The question is how often do we search for this knowledge and leverage it before blindly launching solutions?  Have you ever been in a situation where you’ve said, “Why are we reinventing everything?  We already know X and Y, so why aren’t we starting there?”  Have you ever been in a situation where you’ve heard someone say, “That was a miss a few years ago, so why are we revisiting it now?”  I know that I’ve asked those things, and I’ve also been the one who has tried to reinvent the wheel.  It’s easy to get caught up in the feeling that everything you do should be novel and amazing in order for it to be valuable and recognized.  At the same time, starting from scratch isn’t very efficient.  You know when to go explore vast new areas and when to leverage the knowledge you already have.

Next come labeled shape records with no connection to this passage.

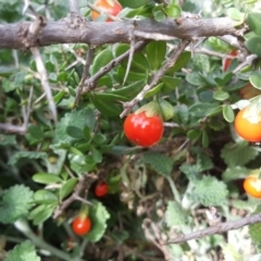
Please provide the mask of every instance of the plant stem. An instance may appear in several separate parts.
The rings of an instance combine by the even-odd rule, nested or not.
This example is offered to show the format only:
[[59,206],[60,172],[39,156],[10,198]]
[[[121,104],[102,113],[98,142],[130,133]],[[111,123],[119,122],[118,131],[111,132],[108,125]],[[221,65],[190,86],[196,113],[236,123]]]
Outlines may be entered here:
[[60,258],[64,261],[83,261],[80,258],[72,258],[70,254],[65,253],[64,251],[49,245],[46,243],[42,238],[36,236],[34,232],[30,229],[28,223],[26,220],[18,220],[14,223],[14,226],[23,233],[26,237],[28,237],[35,246],[48,250],[51,254],[53,254],[57,258]]
[[172,192],[175,197],[175,200],[181,203],[182,202],[182,199],[181,199],[181,195],[178,192],[178,190],[176,189],[176,186],[175,186],[175,183],[173,182],[173,179],[171,178],[171,176],[167,176],[166,177],[166,181],[169,182],[170,186],[171,186],[171,189],[172,189]]

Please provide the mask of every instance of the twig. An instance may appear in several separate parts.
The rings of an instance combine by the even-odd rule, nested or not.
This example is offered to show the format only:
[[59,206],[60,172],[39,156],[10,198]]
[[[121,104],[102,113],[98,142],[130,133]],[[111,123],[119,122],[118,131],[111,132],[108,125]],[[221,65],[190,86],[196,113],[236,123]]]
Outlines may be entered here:
[[132,37],[132,40],[130,40],[130,48],[129,48],[129,55],[128,55],[128,63],[127,63],[127,67],[126,67],[126,72],[125,72],[125,76],[124,76],[124,79],[123,79],[123,85],[125,84],[126,79],[127,79],[127,76],[128,76],[128,72],[129,72],[129,69],[130,69],[130,65],[132,65],[132,61],[133,61],[133,55],[134,55],[134,52],[135,52],[135,38]]
[[[147,46],[147,44],[148,44],[147,41],[137,42],[134,47],[135,51],[142,49],[145,46]],[[85,87],[83,87],[82,95],[87,94],[88,91],[94,89],[96,87],[96,83],[99,80],[99,78],[101,78],[103,75],[105,75],[108,72],[110,72],[113,67],[119,65],[123,60],[127,59],[129,55],[129,52],[130,52],[130,50],[124,52],[122,55],[115,58],[110,63],[108,63],[105,66],[101,67],[95,75],[92,75],[91,77],[86,79],[84,83]]]
[[77,88],[77,95],[76,95],[76,98],[75,98],[75,101],[74,101],[74,108],[77,105],[77,103],[79,101],[79,97],[80,97],[83,87],[85,85],[85,80],[87,78],[89,78],[89,76],[90,76],[89,75],[89,69],[90,69],[91,62],[94,60],[94,57],[95,57],[95,48],[89,46],[87,57],[86,57],[85,66],[84,66],[84,72],[83,72],[82,79],[79,82],[79,87]]
[[132,101],[123,103],[124,111],[121,113],[120,117],[124,117],[134,105],[136,105],[139,101],[144,99],[146,92],[152,89],[158,84],[158,82],[162,78],[165,72],[171,66],[173,66],[173,64],[175,64],[178,57],[182,54],[182,52],[185,50],[189,42],[190,41],[187,39],[182,40],[177,46],[176,50],[171,55],[171,58],[166,61],[166,63],[153,75],[150,84],[147,84]]
[[[74,201],[74,200],[79,200],[84,203],[91,204],[89,201],[84,200],[79,197],[79,194],[84,190],[87,189],[88,186],[86,186],[86,179],[90,178],[89,174],[84,174],[83,176],[79,177],[78,184],[75,187],[74,192],[66,199],[64,200],[60,206],[57,207],[57,209],[53,212],[53,219],[57,219],[59,215],[62,214],[62,212]],[[90,184],[89,184],[90,186]],[[80,198],[80,199],[79,199]]]
[[83,261],[83,259],[75,257],[72,258],[71,254],[49,245],[47,241],[45,241],[42,238],[36,236],[34,232],[30,229],[28,223],[26,220],[18,220],[14,223],[14,226],[20,231],[22,234],[24,234],[27,238],[29,238],[35,246],[46,249],[49,251],[52,256],[59,258],[60,260],[64,261]]
[[[27,7],[27,4],[28,4],[28,7]],[[26,32],[25,37],[24,37],[25,46],[30,47],[30,46],[34,46],[33,42],[36,41],[36,38],[38,37],[40,30],[46,26],[46,21],[42,16],[37,14],[37,12],[29,4],[29,2],[26,2],[25,8],[26,9],[28,8],[35,16],[35,21],[30,23],[30,25],[28,27],[28,32]],[[40,75],[41,85],[42,85],[42,87],[46,91],[47,99],[49,101],[49,108],[50,108],[50,111],[52,113],[53,121],[57,122],[57,108],[55,108],[55,104],[54,104],[54,101],[53,101],[51,87],[50,87],[50,84],[49,84],[49,80],[48,80],[48,74],[47,74],[47,70],[45,67],[45,63],[41,59],[41,55],[40,55],[40,52],[39,52],[38,48],[30,47],[30,51],[34,55],[36,66],[37,66],[37,71]]]
[[21,135],[25,135],[27,132],[27,126],[29,122],[29,115],[30,115],[30,105],[32,105],[32,99],[33,99],[33,92],[34,89],[33,87],[29,90],[29,97],[28,97],[28,102],[27,107],[23,105],[22,107],[22,114],[23,114],[23,125],[22,126],[16,126],[10,123],[0,123],[0,129],[3,129],[8,133],[17,133]]
[[221,234],[224,232],[238,229],[245,225],[250,225],[258,222],[261,222],[261,213],[249,215],[237,221],[228,221],[228,222],[220,223],[216,226],[211,226],[204,229],[196,231],[187,235],[182,235],[173,240],[164,243],[163,245],[184,243],[184,241],[188,241],[191,239],[197,239],[197,238],[201,238],[201,237],[206,237],[214,234]]
[[161,239],[160,227],[158,227],[151,220],[145,219],[142,222],[142,229],[146,238],[151,240],[152,244],[163,252],[165,260],[171,260],[171,253],[166,246],[164,246],[164,241]]
[[162,35],[159,33],[145,33],[141,30],[135,30],[134,36],[141,37],[150,40],[174,40],[177,39],[175,36]]
[[46,91],[46,95],[47,95],[47,99],[48,99],[48,102],[49,102],[49,109],[52,113],[53,121],[57,123],[57,120],[58,120],[57,107],[55,107],[55,103],[54,103],[54,100],[53,100],[53,97],[52,97],[51,87],[50,87],[50,84],[49,84],[49,80],[48,80],[48,74],[47,74],[45,63],[41,59],[41,55],[40,55],[40,52],[39,52],[38,48],[33,47],[33,48],[30,48],[30,51],[32,51],[32,53],[35,58],[37,71],[40,75],[41,85],[42,85],[42,87]]
[[69,0],[71,13],[79,14],[78,0]]
[[100,8],[97,8],[95,4],[92,4],[92,3],[90,3],[90,2],[86,2],[86,5],[87,5],[89,9],[96,11],[96,12],[99,13],[99,14],[105,14],[109,18],[111,18],[111,20],[113,20],[113,21],[122,21],[122,18],[116,17],[116,16],[114,16],[114,15],[105,12],[104,10],[102,10],[102,9],[100,9]]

The challenge: Are you blindly launching shots or are you leveraging the knowledge that exists to be more efficient?

Have a jolly good day,

Andrew Embry

Checkers, Jumps, and Sacrifices (4-1-18)

This week I’d like to start a series inspired by board games.  Hopefully it doesn’t leave you bored (<-see what I did there?).  We’ll begin by thinking about checkers, jumps, trade-offs, and making sacrifices.

Recently, I taught Alice, who turned 6 yesterday, how to play checkers.  It’s a great game, because it has strategy and it’s still fairly simple to play.  In case you’ve never played, the objective is to capture all of the other team’s pieces.  Essentially, when an opponent’s piece is in front of your piece you make your piece jump over it, and you remove the opponent’s piece from the board.  When Alice plays, she loves jumping other pieces, but she HATES having her pieces jumped.  She’ll do everything in her power to avoid being jumped, which often leads to her losing games.  She loses games, because sometimes the best move on the board is to sacrifice one of her own pieces in order to set herself up in a more powerful position.  Slowly, she is learning that sometimes the best move is a sacrifice.  Sometimes the best move to make is to allow me to jump one of her pieces, so she can do a double jump and take away two of mine.

You might be wondering where this is going.  I would argue that life and work are games of strategy.  They are games of moves and countermoves, games about anticipating things and reacting.  Much like Alice, it’s easy to become obsessed with jumping, constant activity, conquering, and going after everything that looks like an opportunity.  However, sometimes, it doesn’t make sense to do that.  Do you ever run yourself ragged trying to make every “jump” only to realize it’s left you in a weaker position?  I know I have.  Over time I’ve learned that sometimes I need to be willing to give certain things up.  Over time, I’ve come to accept that sometimes I need to sacrifice something in order to be in the strongest position.

Now if we look at work, think about marketing as an example.  Marketing is a game of strategic trade-offs.  Working in research, I have access to reports and things that reveal all kinds of weaknesses and opportunities at any given moment.  Essentially, there are always tons of jumps we could make.  However, if you try to make every jump you lose.  Instead, you have to sacrifice some things.  Sometimes, you have to allow your competitors to have certain things, so you can stay focused on your strengths.  Sometimes you have to refrain from spending time, energy, and effort in one area, so you can focus all of those things in a another area that will help you be victorious.

The challenge: Are you always going after every opportunity or are you intentionally making trade-offs?